Applying the above proposition, we have
\begin{align*}
\rank(PAQ) &\leq \rank(AQ)\leq \rank (A),\\
\rank(A) &= \rank(IAI)=\rank(P^{-1}PAQQ^{-1})\leq \rank(PAQ).
\end{align*}
Proposition C.2.3.
For a matrix $A\in\mathbb{R}^{m\times n}$,
\[\rank(A)+\dim(\nulll(A))=n.\]
Proof.
For $s=\dim(\nulll(A))$, let ${\bb \alpha}^{(i)}, i=1,\ldots,s$ be a basis for $\nulll(A)$, and extend it with the vectors ${\bb\beta}^{(i)}$ $i=1,\ldots,n-s$ that together span $\R^n$. Given $\bb v\in\col(A)$, we have
\begin{align*}
\bb v&=A\bb x= A \left(\sum_{i=1}^s a_i {\bb\alpha}^{(i)} + \sum_{i=1}^{n-s} b_i {\bb\beta}^{(i)}\right)=\sum_{i=1}^{n-s} b_i A {\bb \beta}^{(i)}.
\end{align*}
(The second equality above follows from representing $\bb x$ as a linear combination of the basis composed by ${\bb \alpha}^{(i)}, i=1,\ldots,s$ and ${\bb\beta}^{(i)}$ $i=1,\ldots,n-s$.)
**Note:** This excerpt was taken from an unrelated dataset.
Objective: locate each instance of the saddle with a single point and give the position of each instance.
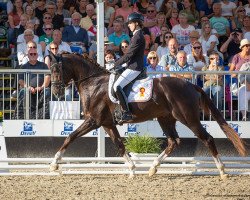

We thus have that every vector in $\col(A)$ can be written as a linear combination of $n-s$ vectors ${\bb\gamma}^{(i)}=A{\bb\beta}^{(i)}$. This shows that $\rank(A)\leq n-\dim(\nulll(A))$. Assuming that $\sum_{i=1}^{n-s} c_i {\bb\gamma}^{(i)}=0$ we have $A\sum_{i=1}^{n-s} c_i {\bb\beta}^{(i)}=0$ implying $\sum_{i=1}^{n-s} c_i {\bb\beta}^{(i)}\in \nulll(A).$ But by construction of ${\bb\beta}^{(i)}$ this is possible only if $c_1=\cdots=c_{n-s}=0$ which implies that ${\bb\gamma}^{(i)}$, $i=1,\ldots,n-s$ are linearly independent. Since the column space of $A$ is spanned by $n-s$ linearly independent vectors, $\rank(A)=n-s$.
Proposition C.2.4.
\[\rank(A)=\rank(A^{\top})=\rank(AA^{\top})=\rank(A^{\top}A).\]
Proof.
Since $A\bb x=0$ implies $A^{\top}A\bb x=0$, and since $A^{\top}A\bb x$ implies $\bb xA^{\top}A\bb x=0$, which implies $A\bb x=0$, we have $\nulll(A)=\nulll(A^{\top}A)$. Since both matrices have the same number of columns, the previous proposition implies that $\rank(A)=\rank(A^{\top}A)$. Applying the same argument to $A^{\top}$ shows that $\rank(A^{\top})=\rank(AA^{\top})$. We conclude the proof by noting that $\rank(A)=\rank(A^{\top})$ as implied by Proposition C.2.1.